VRA Investment Update: Bull Market "Tells" Are Piling Up. Trading Notes & the Trump Economic Miracle.
/Good Thursday morning all. Another day, another "lower open” that was met with buying pressure throughout the day, leading to another strong smart money hour and resulting in (another) troubling pattern for the bears. And it’s not just that its happened every day so far this week, it’s been the repeating pattern of 2023. Add that market internals were right at 2:1 positive…again, another repeating pattern this year…combined with another day where we had more 52 week highs than lows, an event that has taken place every day so far this year.
2023 (so far) is nothing like 2022. And it looks like our markets will get another chance to rally off of opening lows again today, as the Dow JOnes is -240 (just afterlearning that PPI rose .7% in January, higher than expected).
Trading note: the second half of February is not great for US markets, historically.

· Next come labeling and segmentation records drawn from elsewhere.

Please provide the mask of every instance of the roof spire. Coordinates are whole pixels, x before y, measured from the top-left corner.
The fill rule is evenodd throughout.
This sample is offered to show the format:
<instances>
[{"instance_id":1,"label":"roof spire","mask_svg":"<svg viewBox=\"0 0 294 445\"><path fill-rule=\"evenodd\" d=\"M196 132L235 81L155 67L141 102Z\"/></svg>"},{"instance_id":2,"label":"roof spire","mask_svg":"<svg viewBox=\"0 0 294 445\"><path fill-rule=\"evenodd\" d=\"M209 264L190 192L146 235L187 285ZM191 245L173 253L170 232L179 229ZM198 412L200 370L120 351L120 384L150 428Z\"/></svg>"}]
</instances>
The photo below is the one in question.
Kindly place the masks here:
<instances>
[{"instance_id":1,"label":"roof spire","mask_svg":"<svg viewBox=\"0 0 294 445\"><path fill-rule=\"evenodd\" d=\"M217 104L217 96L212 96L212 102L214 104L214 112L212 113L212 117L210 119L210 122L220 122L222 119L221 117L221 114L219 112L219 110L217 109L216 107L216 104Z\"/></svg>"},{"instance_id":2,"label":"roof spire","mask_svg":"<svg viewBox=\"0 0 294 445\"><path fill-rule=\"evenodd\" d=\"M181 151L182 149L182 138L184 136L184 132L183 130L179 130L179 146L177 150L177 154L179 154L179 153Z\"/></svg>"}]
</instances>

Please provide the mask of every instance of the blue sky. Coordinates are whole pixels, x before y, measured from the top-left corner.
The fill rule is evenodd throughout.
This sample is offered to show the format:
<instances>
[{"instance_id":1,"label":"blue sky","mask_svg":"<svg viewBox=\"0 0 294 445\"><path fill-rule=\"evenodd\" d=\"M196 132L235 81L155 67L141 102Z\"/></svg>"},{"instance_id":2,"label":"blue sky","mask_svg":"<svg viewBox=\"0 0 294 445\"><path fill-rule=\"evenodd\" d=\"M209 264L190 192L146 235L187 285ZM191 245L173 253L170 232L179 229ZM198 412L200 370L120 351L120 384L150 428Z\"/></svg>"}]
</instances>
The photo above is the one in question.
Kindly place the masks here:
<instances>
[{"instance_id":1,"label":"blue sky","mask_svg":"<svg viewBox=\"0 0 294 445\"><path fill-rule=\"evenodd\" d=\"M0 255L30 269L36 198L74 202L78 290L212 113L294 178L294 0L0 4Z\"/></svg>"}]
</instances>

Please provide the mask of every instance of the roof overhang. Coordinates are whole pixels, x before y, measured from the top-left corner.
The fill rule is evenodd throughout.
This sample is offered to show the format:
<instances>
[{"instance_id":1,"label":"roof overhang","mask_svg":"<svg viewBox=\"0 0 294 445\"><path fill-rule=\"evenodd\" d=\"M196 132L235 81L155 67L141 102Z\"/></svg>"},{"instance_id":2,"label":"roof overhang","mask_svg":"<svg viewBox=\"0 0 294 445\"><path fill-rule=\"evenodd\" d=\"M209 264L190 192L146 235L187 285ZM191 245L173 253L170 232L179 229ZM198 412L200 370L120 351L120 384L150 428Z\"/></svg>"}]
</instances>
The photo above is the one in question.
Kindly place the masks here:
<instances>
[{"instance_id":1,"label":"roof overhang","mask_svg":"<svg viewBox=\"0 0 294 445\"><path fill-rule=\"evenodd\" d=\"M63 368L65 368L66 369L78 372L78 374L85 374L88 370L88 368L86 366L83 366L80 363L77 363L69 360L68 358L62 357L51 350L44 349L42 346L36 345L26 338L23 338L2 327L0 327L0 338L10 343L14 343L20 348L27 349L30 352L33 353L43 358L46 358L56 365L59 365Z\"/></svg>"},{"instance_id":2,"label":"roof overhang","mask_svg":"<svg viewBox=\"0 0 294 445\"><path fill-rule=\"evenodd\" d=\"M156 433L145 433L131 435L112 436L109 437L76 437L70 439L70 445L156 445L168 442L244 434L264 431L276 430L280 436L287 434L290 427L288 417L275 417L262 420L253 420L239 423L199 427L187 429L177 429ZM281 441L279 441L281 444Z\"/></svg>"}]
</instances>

Another important point; bull markets love climbing a wall of worry and we certainly have plenty to worry about. Plenty of bricks are piling up in this wall of worry. Investors that we speak with and hear from are as bearish as I can remember. With Biden as President and the world seemingly ready to implode, its hard to fault anyone for being concerned. We certainly share in those concerns. But, this too is becoming a legitimate pattern change, as the markets keep rising in the face of fear. We think it’s another tell-tale sign that we've entered a new bull market, as we’ve said from the (classic) market capitulation on 10/13.
Also, as we’ve written about extensively, including in our new book The Big Bribe, the Trump Economic Miracle is continuing to drive the US economy. It’s a fact that we hear essentially no one talking about, but Trumps lower taxes, America-First polices, anti-China policies (including tariffs) and broad/massive deregulation remain widely intact.
Another big tell keep coming from the semis, which managed to finish at their highs of the day yesterday. The semis lead in both directions…there is not a better tell IMO.
Here it is in visual form. Chart of relative strength between the semis and S&P 500. The semis have been leading the market higher from the October capitulation lows. Again, “textbook” bull market action.
Again, it’s a leading indicator telling us “the trading patterns from 2022 to so far in 2023 are night and day difference”. Add that lower opens are constantly being met with buying pressure throughout the day, another troubling sign for bears.
More classic signs that point to this being more of a market bottom than market top. Very few IPO’s while cash levels for both corp America and the public sit at all-time highs.
I’ve written and warned about the permabears and fear-mongers for much of the last 20 years. This is their business model (selling fear).
IMO, there should be rules in place where they must disclose that they aren’t actually investors or fund managers, but instead they are list builders.
When you think of sites like Zero Hedge and other fear merchants, just keep this in mind.
In the face of widespread permabears and with the vast majority of investors in the “extreme bearish” camp over the last many months, our view has remained that the US consumer has been remarkably healthy and that corporate America has rarely been in better shape, with debt/equity levels at all-time lows. And when it comes to the housing market…our #1 leading economic indicator…it became clear that home prices could not continue to grow by 20-30%/year, nor could rents continue to increase at astronomical levels. The Fed’s rate hikes have served to cool both markets, a healthy development.
At the end of the day, when the unemployment rate sits at 53 year lows and as homeowners net equity and credit scores remain right at all-time highs, with mortgage defaults near all-time lows, we never bought into the “here comes a hard recession” mindset (although we wouldn’t be surprised to see a mild recession in 2024).
VRA Bottom Line: we have entered a new bull market, following 3 bear markets in 4 years (unprecedented) that saw the average stock lose >50% of its value in each bear market. Again, unprecedented. The end result is one of the most pessimistic periods in history for investors (a contrarians dream).
While we entirely understand this pessimism, we also believe that it’s served to give us one of the best bull market set-ups of my career; “bull markets love climbing a wall of worry”. We will continue to use “overbought pauses” to add to our VRA Portfolio ETF’s and we will continue to use monthly dollar cost averaging to buy our VRA 10-Bagger Growth Stocks.